This book contributes to a vibrant strand of global legal history that places law and other social structures at the heart of competing imperial projects- British, Ottoman, Egyptian, and Italian among them. Analysis of the Italian consular and mixed court cases, and diplomatic records, in Egypt and Istanbul reveals the complexity of shifting identifications and judicial reform in two parts of the interactive and competitive plural legal regime. The rich court records show that binary relational categories fail to capture the complexity of the daily lives of the residents and courts of the late Ottoman empire. Over time and acting in their own self-interests, these actors exploited the plural legal regime. Case studies in both Egypt and Istanbul explore how identification developed as a legal form of property itself.

Whereas the classical literature emphasized external state power politics, this book builds upon new work in the field that shows the interaction of external and internal power struggles throughout the region led to assorted forms of confrontation, collaboration, and negotiation in the region.

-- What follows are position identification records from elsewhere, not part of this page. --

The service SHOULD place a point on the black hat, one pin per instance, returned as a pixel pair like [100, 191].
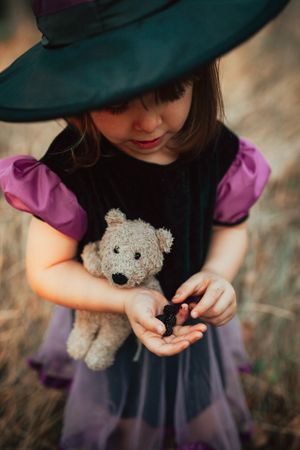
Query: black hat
[95, 53]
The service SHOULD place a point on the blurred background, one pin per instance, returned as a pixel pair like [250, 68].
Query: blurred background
[261, 86]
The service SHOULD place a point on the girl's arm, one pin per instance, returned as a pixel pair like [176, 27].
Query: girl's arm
[227, 250]
[226, 254]
[54, 274]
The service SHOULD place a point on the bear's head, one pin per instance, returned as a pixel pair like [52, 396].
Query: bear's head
[129, 252]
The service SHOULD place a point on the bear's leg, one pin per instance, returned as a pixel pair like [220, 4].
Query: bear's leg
[114, 329]
[85, 328]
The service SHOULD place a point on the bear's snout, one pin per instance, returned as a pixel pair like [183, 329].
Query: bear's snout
[119, 278]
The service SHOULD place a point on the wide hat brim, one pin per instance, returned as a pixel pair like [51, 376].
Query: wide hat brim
[48, 83]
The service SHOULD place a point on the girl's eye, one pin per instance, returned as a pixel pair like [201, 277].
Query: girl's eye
[117, 109]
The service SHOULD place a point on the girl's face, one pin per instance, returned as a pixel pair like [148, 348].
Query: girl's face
[144, 128]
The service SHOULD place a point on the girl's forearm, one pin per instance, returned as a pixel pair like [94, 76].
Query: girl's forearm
[69, 284]
[227, 250]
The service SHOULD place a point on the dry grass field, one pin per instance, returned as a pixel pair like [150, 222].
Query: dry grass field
[262, 98]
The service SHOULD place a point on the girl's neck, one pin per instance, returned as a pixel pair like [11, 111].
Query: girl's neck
[162, 157]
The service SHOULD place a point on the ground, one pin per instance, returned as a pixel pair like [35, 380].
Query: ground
[261, 86]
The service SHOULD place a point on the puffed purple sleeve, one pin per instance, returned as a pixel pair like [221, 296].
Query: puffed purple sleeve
[29, 185]
[242, 185]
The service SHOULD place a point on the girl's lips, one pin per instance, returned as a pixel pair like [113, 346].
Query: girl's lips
[148, 144]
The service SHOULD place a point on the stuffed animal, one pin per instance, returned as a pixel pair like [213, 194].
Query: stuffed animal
[129, 254]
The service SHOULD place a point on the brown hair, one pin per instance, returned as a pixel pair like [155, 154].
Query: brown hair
[198, 131]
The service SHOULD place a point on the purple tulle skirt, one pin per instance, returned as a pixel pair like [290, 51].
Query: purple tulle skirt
[194, 397]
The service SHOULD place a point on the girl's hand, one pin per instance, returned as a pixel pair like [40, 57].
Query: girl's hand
[141, 308]
[218, 304]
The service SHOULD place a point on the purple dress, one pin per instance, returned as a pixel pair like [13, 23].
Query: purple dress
[195, 396]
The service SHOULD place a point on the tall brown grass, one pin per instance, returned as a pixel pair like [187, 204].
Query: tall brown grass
[262, 97]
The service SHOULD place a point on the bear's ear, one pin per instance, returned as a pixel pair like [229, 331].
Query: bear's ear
[165, 239]
[115, 217]
[91, 258]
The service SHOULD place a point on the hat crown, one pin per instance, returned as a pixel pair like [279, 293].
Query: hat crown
[58, 19]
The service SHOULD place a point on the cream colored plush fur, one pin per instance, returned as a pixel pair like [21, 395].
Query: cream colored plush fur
[130, 252]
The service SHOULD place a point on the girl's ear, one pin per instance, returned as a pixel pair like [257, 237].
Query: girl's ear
[115, 217]
[91, 258]
[165, 239]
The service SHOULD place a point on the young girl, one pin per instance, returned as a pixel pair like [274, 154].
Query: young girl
[149, 143]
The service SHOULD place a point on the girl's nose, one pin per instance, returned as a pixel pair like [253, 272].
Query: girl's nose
[147, 120]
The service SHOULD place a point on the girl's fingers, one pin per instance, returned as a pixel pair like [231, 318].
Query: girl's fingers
[225, 303]
[152, 324]
[183, 314]
[220, 320]
[209, 299]
[194, 285]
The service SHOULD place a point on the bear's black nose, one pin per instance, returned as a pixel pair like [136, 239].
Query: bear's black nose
[119, 278]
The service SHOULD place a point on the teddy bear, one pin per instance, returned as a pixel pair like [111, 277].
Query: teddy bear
[129, 254]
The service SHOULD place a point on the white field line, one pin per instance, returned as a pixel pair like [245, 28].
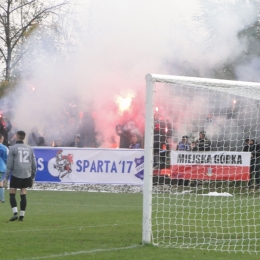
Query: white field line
[84, 252]
[70, 227]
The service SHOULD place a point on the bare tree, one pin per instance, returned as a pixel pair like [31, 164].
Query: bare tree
[18, 18]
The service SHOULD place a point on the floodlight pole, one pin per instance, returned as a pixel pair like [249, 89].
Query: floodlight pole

It will be of interest to students, scholars, and readers of Middle East, Ottoman, and Mediterranean history. It will also appeal to anyone wanting to know more about cultural history in the nineteenth century, and the historical roots of contemporary global debates on law, migration, and identities.

Elizabeth H. Shlala is a fellow at Harvard University. Her work explores the nexus of modern migration and law in the Middle East. Her main research areas are two-fold: legal imperialism and colonial hybridity in the late Ottoman period and the social and economic impact of contemporary global migration.